Written by Irina Miller, Remuneration and Benefits Manager, Crombie Lockwood
Job Architecture is a way of organising and structuring individual jobs, job families and entire organisations. It often includes levels and individual job descriptions.
In broad terms, Job Architecture has been around for centuries. Let’s take an early day village as an example of an organisation. Most early day (think: medieval) villages, had the same rather simple “design”. In addition to peasants, most had a miller, and a blacksmith – two of the most fundamental functions. Bigger and more diversified villages, may have also had a baker, a butcher, a fishmonger, a stonemason, a tailor, a goldsmith, and so on. Villages belonged to a lord. Lords served a king. A king had an army to protect their lands. By and large, it was a rather simple economy and a rather simple job architecture. Those were simpler times… In fact, so simple that I wouldn’t have any trouble explaining the high level job architecture of a medieval kingdom to my 4 year old.
Fast-forward a few centuries and we now have an overwhelmingly diversified, refined and complicated economy. And as a result of it, complicated and highly diversified jobs. My rather bright teenage child still zones out at me trying (for the 20th time!) to explain to her what I do as a Remuneration and Benefits Manager. My 4-year-old… is convinced I work at a bus station. Fair enough, after all she sees me go there every morning.

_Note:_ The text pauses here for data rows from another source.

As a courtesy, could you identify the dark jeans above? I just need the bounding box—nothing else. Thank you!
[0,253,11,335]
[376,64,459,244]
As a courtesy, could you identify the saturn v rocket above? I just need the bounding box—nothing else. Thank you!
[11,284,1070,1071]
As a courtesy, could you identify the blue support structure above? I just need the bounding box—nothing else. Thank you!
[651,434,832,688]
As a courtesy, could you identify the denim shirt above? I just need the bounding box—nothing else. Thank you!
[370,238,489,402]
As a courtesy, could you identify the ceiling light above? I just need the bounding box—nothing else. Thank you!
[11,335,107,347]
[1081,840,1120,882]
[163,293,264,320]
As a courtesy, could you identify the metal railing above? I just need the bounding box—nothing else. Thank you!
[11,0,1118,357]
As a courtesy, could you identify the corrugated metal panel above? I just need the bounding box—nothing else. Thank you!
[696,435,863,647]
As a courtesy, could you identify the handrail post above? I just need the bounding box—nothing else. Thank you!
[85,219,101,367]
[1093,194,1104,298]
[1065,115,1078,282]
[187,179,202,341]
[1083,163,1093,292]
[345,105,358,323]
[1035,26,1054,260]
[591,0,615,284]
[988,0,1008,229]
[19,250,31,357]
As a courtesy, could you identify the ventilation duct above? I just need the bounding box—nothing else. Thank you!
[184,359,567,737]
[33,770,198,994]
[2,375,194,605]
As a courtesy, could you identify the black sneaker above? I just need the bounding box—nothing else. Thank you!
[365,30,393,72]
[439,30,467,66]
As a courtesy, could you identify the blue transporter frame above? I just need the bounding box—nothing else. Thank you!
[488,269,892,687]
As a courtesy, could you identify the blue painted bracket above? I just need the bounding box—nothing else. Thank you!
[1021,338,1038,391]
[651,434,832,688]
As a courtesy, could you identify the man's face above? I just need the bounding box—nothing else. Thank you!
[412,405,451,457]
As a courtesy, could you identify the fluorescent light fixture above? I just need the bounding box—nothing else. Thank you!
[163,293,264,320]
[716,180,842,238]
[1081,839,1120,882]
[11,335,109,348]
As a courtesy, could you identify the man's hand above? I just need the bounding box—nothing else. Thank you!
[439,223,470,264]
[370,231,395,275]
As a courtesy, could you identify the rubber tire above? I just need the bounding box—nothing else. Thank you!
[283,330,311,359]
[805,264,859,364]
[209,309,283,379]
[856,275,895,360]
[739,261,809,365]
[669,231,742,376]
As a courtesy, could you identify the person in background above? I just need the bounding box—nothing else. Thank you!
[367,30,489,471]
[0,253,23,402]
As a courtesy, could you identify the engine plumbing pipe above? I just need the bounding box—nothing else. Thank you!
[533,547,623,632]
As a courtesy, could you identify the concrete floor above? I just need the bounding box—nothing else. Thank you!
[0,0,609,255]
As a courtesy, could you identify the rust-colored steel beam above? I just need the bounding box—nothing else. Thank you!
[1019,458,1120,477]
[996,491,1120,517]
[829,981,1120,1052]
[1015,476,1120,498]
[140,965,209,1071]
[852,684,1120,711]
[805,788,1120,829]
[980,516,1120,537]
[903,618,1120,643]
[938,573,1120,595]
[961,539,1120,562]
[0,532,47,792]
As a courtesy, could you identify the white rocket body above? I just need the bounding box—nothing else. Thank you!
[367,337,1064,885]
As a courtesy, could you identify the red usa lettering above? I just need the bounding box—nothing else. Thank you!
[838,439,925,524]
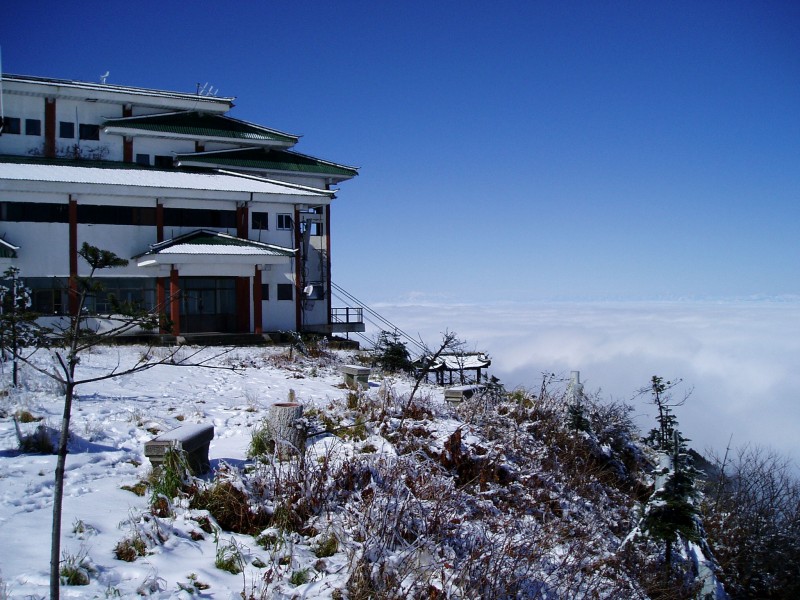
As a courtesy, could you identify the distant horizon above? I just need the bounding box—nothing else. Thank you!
[358,299,800,467]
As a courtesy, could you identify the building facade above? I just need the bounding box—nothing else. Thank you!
[0,75,363,335]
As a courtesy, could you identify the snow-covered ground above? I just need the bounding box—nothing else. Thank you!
[0,347,400,598]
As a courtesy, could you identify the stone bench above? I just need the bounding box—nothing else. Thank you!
[341,365,371,390]
[144,424,214,475]
[444,383,486,402]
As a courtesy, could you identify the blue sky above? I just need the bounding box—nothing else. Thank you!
[0,1,800,302]
[0,0,800,458]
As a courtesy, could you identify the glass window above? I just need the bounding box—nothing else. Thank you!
[78,123,100,140]
[58,121,75,140]
[250,212,269,229]
[23,277,68,315]
[278,214,292,229]
[278,283,294,300]
[25,119,42,135]
[3,117,20,135]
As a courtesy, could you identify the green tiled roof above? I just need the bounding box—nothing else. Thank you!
[103,111,300,145]
[133,229,295,259]
[178,148,358,178]
[0,240,19,258]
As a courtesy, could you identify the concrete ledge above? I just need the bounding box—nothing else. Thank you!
[444,383,486,402]
[144,424,214,475]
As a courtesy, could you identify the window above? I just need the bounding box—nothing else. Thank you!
[78,123,100,140]
[3,117,20,135]
[278,214,292,229]
[278,283,294,300]
[78,204,156,225]
[58,121,75,140]
[86,277,156,314]
[25,119,42,135]
[250,212,269,229]
[302,221,322,235]
[25,277,69,315]
[0,202,69,223]
[164,208,236,229]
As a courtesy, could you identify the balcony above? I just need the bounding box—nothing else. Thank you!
[303,307,366,335]
[331,307,366,333]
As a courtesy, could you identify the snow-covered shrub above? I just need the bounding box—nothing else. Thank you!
[189,473,270,535]
[59,548,97,585]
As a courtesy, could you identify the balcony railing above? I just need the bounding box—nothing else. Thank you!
[331,307,364,323]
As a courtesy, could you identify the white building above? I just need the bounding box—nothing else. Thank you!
[0,75,363,335]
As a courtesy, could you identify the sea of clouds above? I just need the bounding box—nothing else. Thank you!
[368,299,800,461]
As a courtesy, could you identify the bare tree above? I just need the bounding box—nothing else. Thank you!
[703,445,800,598]
[7,243,231,600]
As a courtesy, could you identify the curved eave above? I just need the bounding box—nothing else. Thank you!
[175,147,358,183]
[135,250,292,268]
[103,125,295,148]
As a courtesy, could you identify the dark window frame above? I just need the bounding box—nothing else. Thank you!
[153,154,175,169]
[78,123,100,142]
[25,119,42,137]
[3,117,22,135]
[58,121,75,140]
[275,213,294,231]
[250,211,269,231]
[275,283,294,301]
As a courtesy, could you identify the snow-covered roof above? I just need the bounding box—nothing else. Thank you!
[133,229,295,267]
[431,353,492,371]
[0,162,333,201]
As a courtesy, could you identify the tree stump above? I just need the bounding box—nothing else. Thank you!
[268,402,306,460]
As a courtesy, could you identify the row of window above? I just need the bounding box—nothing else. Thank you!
[250,212,323,235]
[250,211,294,230]
[0,202,322,235]
[24,277,294,315]
[3,117,100,140]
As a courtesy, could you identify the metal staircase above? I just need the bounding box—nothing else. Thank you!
[331,281,426,352]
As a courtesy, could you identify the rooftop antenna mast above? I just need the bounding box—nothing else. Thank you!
[0,46,6,135]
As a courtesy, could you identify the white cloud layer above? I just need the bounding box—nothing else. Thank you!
[374,301,800,460]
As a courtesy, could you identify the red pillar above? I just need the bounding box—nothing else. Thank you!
[253,266,264,335]
[122,104,133,162]
[293,205,305,333]
[44,98,56,158]
[156,200,171,333]
[236,206,250,240]
[236,277,250,333]
[322,204,333,325]
[68,195,78,316]
[169,265,181,335]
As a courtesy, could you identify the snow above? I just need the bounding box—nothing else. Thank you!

A fundamental attempt at defining “Job Architecture” was made during the industrial times – in the mid to late 20th century. Many companies in the 80s-90s had neat hierarchical job classifications, straightforward levelling and consistent titling. Those were also simpler times…
When first clever ERP and HRIS systems emerged, they assumed we could create a “perfect fit” job architecture for every organisation. We could then align our remuneration, HR administration, recruitment, performance management, career progression and development processes to this “perfect” job architecture. Our organisations were meant to be working like well-oiled machines, much like our metaphorical early village.

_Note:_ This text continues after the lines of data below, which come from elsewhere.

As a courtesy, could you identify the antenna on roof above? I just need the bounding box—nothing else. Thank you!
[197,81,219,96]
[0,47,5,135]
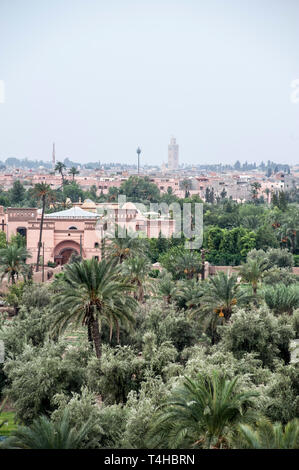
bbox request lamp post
[42,242,45,282]
[136,147,141,175]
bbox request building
[0,207,101,264]
[168,137,179,170]
[0,199,175,265]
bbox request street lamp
[136,147,141,175]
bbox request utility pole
[136,147,141,175]
[201,248,208,281]
[52,143,56,170]
[42,242,45,282]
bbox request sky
[0,0,299,165]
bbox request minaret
[52,142,56,170]
[168,137,179,170]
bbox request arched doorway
[54,240,84,265]
[59,248,79,264]
[17,227,27,244]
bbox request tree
[149,371,256,449]
[34,183,52,272]
[53,258,136,359]
[181,178,192,198]
[123,257,151,302]
[250,181,261,202]
[55,162,66,186]
[218,309,294,368]
[235,418,299,449]
[107,225,145,264]
[240,258,268,297]
[0,244,31,284]
[2,409,94,449]
[69,166,80,181]
[264,283,299,315]
[0,231,7,249]
[159,246,201,279]
[201,272,244,321]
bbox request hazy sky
[0,0,299,164]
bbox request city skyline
[0,0,299,166]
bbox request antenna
[52,142,56,168]
[136,147,141,175]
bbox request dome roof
[81,199,97,209]
[122,202,137,211]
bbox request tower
[168,137,179,170]
[52,143,56,170]
[136,147,141,175]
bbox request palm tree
[106,225,145,264]
[174,250,202,279]
[34,183,53,272]
[158,272,177,305]
[69,166,80,181]
[235,418,299,449]
[55,162,66,186]
[149,371,256,449]
[264,283,299,315]
[239,258,268,298]
[1,409,94,449]
[181,178,192,198]
[201,272,244,321]
[123,256,151,302]
[175,279,203,310]
[251,181,261,202]
[187,272,246,344]
[0,244,31,284]
[53,258,137,359]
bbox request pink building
[0,207,101,264]
[0,201,175,264]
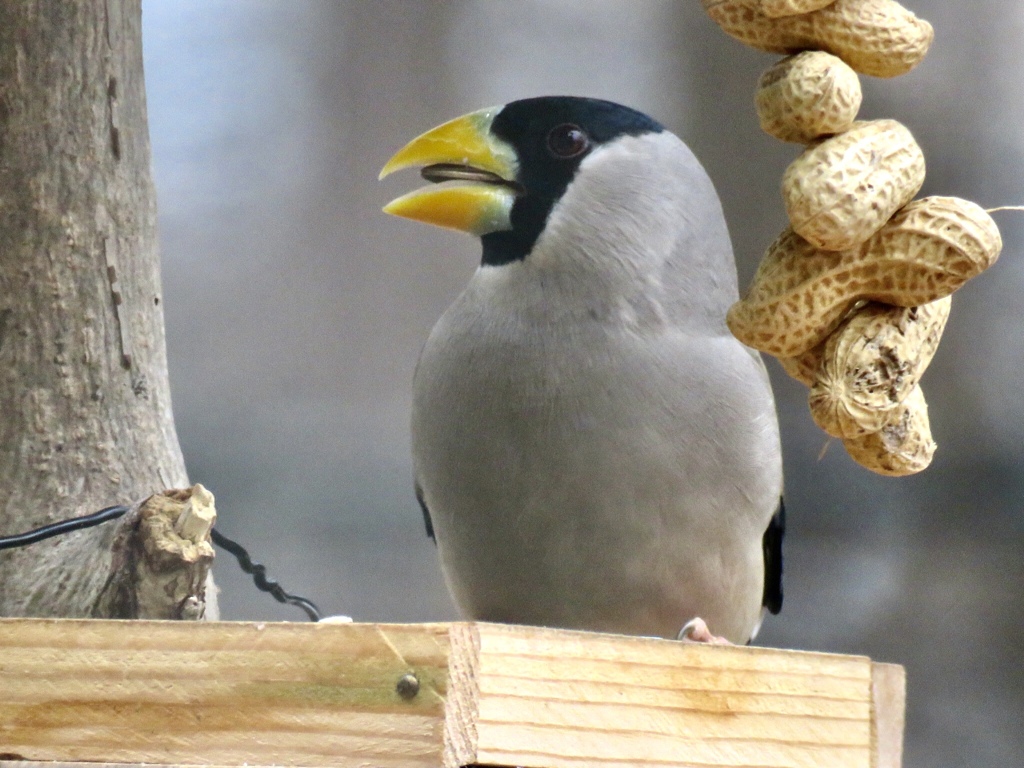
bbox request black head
[481,96,665,265]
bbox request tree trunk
[0,0,215,616]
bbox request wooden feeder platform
[0,618,904,768]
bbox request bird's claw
[676,616,732,645]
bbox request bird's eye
[548,123,590,159]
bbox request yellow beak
[380,106,518,236]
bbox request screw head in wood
[394,672,420,700]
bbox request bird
[380,96,785,644]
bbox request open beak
[380,106,522,236]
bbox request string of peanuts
[702,0,1002,475]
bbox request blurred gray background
[143,0,1024,768]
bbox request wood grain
[0,620,903,768]
[0,620,449,768]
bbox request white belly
[413,286,781,643]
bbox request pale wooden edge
[871,663,906,768]
[442,623,480,768]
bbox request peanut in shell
[726,197,1002,357]
[754,50,863,144]
[782,120,925,251]
[808,296,952,438]
[843,386,936,477]
[776,342,825,387]
[703,0,935,78]
[761,0,836,18]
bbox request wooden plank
[0,620,449,768]
[871,664,906,768]
[450,625,874,768]
[0,620,903,768]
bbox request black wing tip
[416,483,437,544]
[762,498,785,614]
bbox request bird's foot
[676,616,732,645]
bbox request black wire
[0,505,322,622]
[0,505,128,549]
[210,528,322,622]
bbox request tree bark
[0,0,216,616]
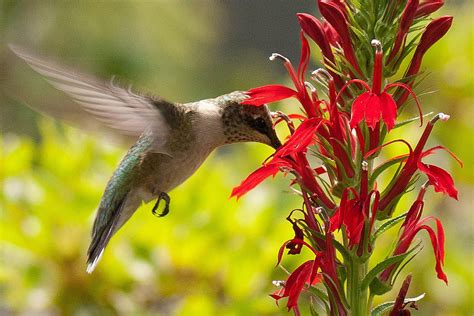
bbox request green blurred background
[0,0,474,315]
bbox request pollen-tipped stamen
[370,39,383,95]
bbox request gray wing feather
[10,45,169,154]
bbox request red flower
[415,0,444,19]
[296,13,337,62]
[339,40,423,130]
[270,239,321,315]
[318,0,362,74]
[397,16,453,106]
[231,118,322,198]
[418,146,462,200]
[387,0,418,64]
[380,185,448,284]
[241,31,319,117]
[331,163,380,246]
[241,84,297,105]
[376,113,462,210]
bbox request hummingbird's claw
[151,192,171,217]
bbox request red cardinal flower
[378,113,462,210]
[380,184,448,284]
[231,118,322,198]
[331,162,380,246]
[415,0,444,19]
[241,31,319,117]
[397,16,453,106]
[318,0,362,74]
[387,0,419,64]
[338,40,423,130]
[270,239,321,315]
[296,13,337,62]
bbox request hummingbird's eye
[252,117,268,134]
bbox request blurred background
[0,0,474,315]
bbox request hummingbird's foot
[151,192,171,217]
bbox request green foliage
[0,1,474,315]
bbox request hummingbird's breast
[138,142,212,202]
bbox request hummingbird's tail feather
[86,195,127,273]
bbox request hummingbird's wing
[10,45,173,154]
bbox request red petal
[417,225,448,284]
[380,92,397,130]
[365,94,382,130]
[283,260,314,310]
[230,159,287,198]
[241,84,296,106]
[350,92,381,130]
[418,162,458,200]
[318,0,361,73]
[349,92,370,128]
[298,31,311,82]
[296,13,334,61]
[415,0,444,18]
[421,146,464,168]
[276,118,321,157]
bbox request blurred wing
[10,46,171,152]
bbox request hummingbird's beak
[268,129,281,149]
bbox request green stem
[348,257,369,316]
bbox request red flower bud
[387,0,419,64]
[318,0,362,73]
[296,13,334,62]
[405,16,453,77]
[323,20,341,46]
[397,16,453,106]
[415,0,444,19]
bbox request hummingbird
[10,46,281,273]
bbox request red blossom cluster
[232,0,459,315]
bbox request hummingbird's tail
[86,194,127,273]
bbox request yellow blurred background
[0,0,474,315]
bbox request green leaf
[309,286,330,315]
[372,213,407,242]
[370,293,425,316]
[370,157,406,183]
[360,252,409,291]
[369,277,392,295]
[393,111,434,129]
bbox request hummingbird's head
[222,92,281,149]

Currently, all of those neat structures are proving to be too bulky and inflexible. The world is moving too fast for the companies to cope. You may be working for one of those companies that has hundreds and hundreds of catalogued roles… From the time you started your “catalogue” the business has moved and you are now having to create new jobs, on top of old jobs. You still have people in the old jobs, then they move into other jobs, but keep their “system job”, because they have an incentive structure attached to it. Then… you form an agile team. Your people now have jobs in the agile team, as well as in their traditional organisation hierarchy. So you create more jobs in the system. You get the picture. Jobs, jobs, jobs. After a while, you end up with an overblown and meaningless catalogue. By the time you’ve done all the admin your head hurts, and you most definitely don’t have any mental capacity to think about how to support your organisational strategy with the “best fit” job architecture. In fact, you don’t really have a job architecture anymore, you have… a job pile.
Can companies manage without cataloguing their jobs? Possibly. A good levelling methodology can help you establish company-wide remuneration policies and healthy spans of control between roles. It is a good start on the path to efficiency and good organisation design. However, I don’t believe you can rely on levels alone. Levelling wouldn’t have worked for designing our metaphorical early village. While the miller and the blacksmith are the same “level” jobs (and were probably remunerated similarly), it took a lifetime to become one or the other. If we simply plan for two people of this “level”, we may end up having two blacksmiths and no millers. While such design can support an early competition and would certainly boost the supply of ploughs; without any ability to turn grains into flour, our village would have struggled to survive a year.
We, therefore, need a mechanism beyond levelling to differentiate our millers from our blacksmiths; a framework to manage not just their remuneration, but also their performance and skill attainment in a targeted and meaningful way.
So what’s the answer? Possibly, it is in a combination of strong levelling and pragmatic number of jobs. Possibly, you need to view your jobs as Lego pieces. When strategy changes, you can assemble, disassemble or quickly change the entire organisational structure. Possibly, we should flip job architecture on its head and use skills, rather than jobs, as building blocks. In any case, simplicity and alignment to strategy are key. And even more important is crafting a captivating story around your job architecture. This is something our profession often overlooks. I believe that you need to think and talk about your organisation as of a metaphoric village/country/community, where differences between roles (or skills?) are clear and their purpose is well-understood by everyone.